Re: Identical servers different plan for the same query
Posted by:
Rick James
Date: April 12, 2012 08:56AM
> I didn't explain myself correctly. MySQL always clusters the data (physically sorted on disk).
InnoDB clusters on the PRIMARY KEY.
> The data is partitioned by weeks.
That gives you a crude form of clustering on time.
> If I don't provide a primary/unique key, then it will create its own sequential order. Is that right?
Yes (for InnoDB). It will be a hidden 6-byte number.
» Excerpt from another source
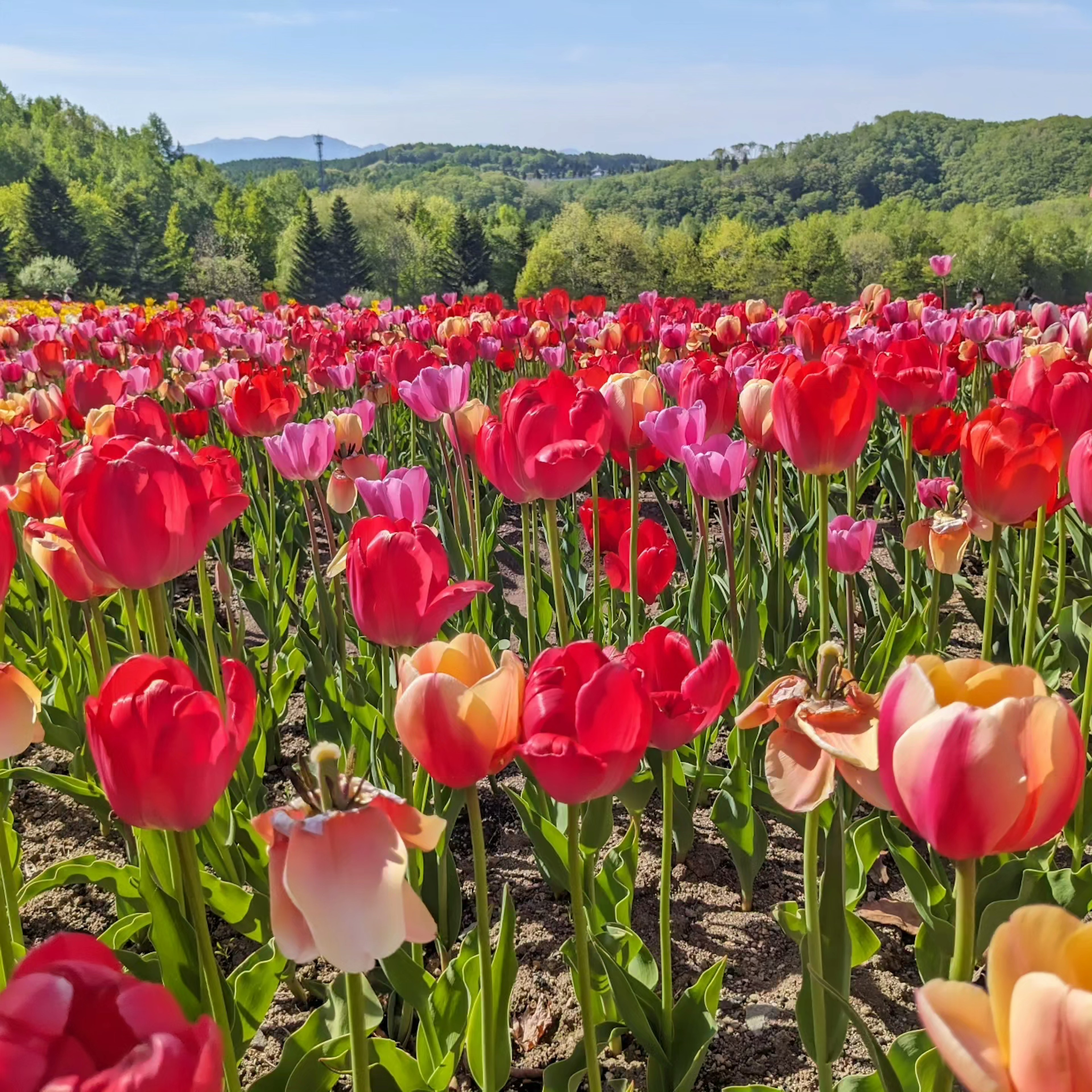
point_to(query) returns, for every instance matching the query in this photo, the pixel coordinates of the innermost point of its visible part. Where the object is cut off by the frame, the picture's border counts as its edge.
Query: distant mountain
(220, 150)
It is usually better to create your own 4-byte INT UNSIGNED AUTO_INCREMENT.
> We want to cluster the data by timestamp, so we are forced to create a unique or primary index by timestamp.
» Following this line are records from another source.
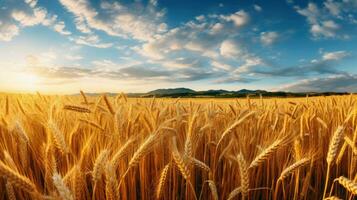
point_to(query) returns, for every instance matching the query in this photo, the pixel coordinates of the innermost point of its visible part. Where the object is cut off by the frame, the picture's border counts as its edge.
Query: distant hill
(171, 91)
(187, 92)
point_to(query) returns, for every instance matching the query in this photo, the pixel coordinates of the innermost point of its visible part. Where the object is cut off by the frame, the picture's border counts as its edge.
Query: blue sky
(62, 46)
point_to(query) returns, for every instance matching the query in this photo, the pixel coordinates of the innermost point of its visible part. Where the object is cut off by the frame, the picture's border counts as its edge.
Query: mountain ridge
(220, 93)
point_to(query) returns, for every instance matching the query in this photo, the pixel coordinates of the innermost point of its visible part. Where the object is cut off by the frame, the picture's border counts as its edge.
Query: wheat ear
(350, 185)
(293, 167)
(58, 137)
(111, 186)
(108, 104)
(244, 176)
(62, 189)
(162, 181)
(266, 153)
(181, 163)
(99, 165)
(77, 109)
(234, 125)
(84, 97)
(332, 152)
(234, 193)
(213, 189)
(17, 179)
(10, 191)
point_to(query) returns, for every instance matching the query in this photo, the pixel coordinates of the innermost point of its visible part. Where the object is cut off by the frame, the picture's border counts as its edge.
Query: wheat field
(100, 147)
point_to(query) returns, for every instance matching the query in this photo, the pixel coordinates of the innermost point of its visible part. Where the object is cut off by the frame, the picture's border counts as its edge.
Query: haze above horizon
(63, 46)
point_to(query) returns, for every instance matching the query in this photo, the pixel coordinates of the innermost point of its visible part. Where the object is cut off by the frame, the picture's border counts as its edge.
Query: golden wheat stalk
(92, 124)
(17, 179)
(124, 149)
(84, 97)
(99, 165)
(76, 109)
(234, 193)
(199, 164)
(161, 185)
(213, 189)
(108, 104)
(290, 169)
(10, 191)
(58, 137)
(234, 125)
(351, 144)
(7, 106)
(244, 175)
(267, 152)
(181, 163)
(62, 189)
(350, 185)
(19, 129)
(111, 186)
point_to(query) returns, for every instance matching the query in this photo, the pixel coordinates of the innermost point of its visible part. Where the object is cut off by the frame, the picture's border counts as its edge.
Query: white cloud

No necessarily. If the data comes in in chronological order, or even roughly so, then the AUTO_INC mentioned above would have the effect of clustering.
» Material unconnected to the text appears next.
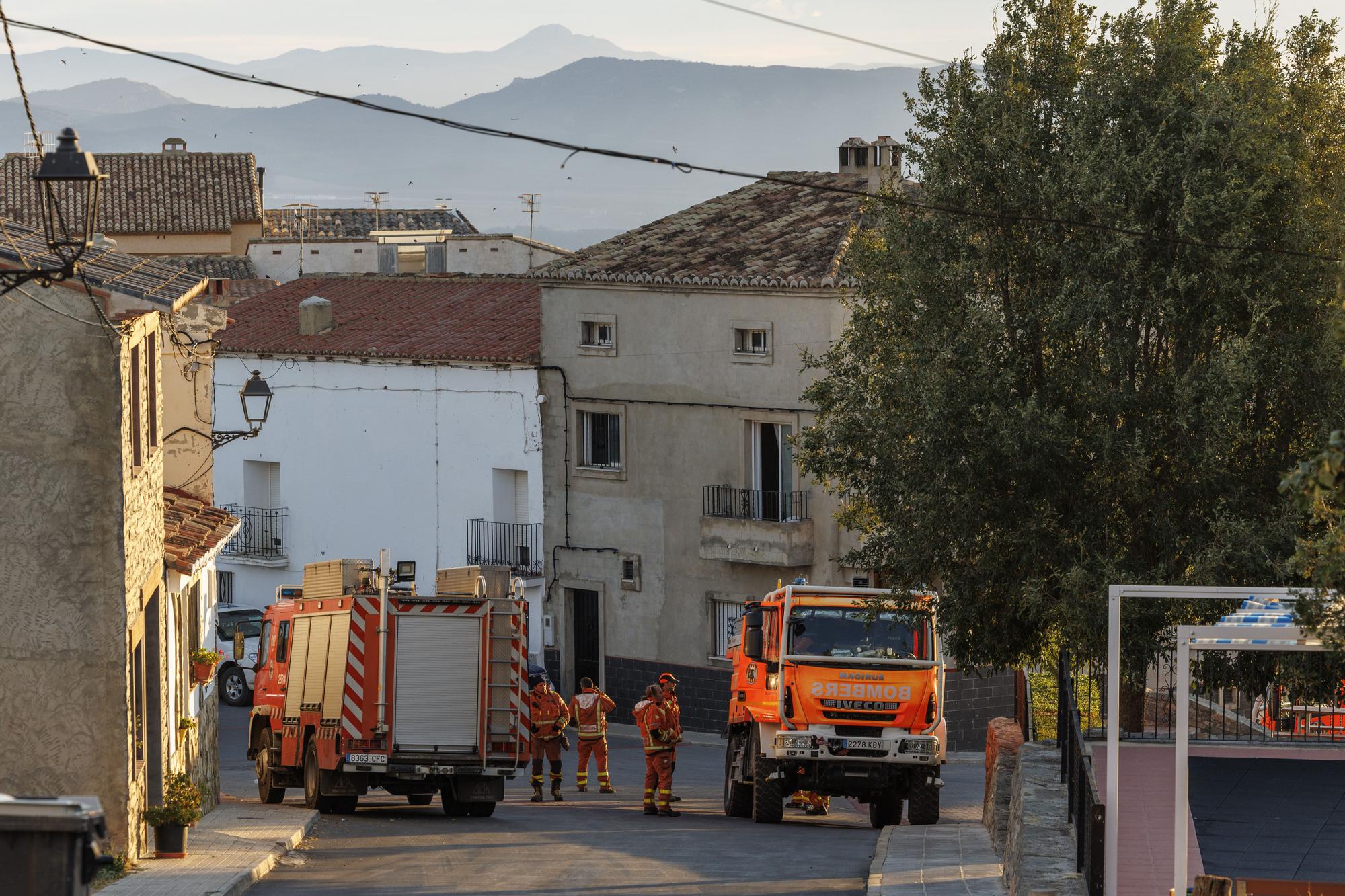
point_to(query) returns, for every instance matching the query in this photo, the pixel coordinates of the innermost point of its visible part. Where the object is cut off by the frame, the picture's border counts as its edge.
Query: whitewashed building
(406, 416)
> This is a big limitation in my sql
Limitation, yes. Big, I would argue not.
> Everything seems to be working well, except a double group by query that takes about 3 minutes, and the strange thing is that the explain takes as long and it gets stuck copying a temp table as if the explain actually executes the query.
EXPLAIN evaluates uncorrelated subqueries fully, so it can do the outer explain. (An unfortunate limitation of EXPLAIN.)
> a double group by query
May we see the query and its EXPLAIN.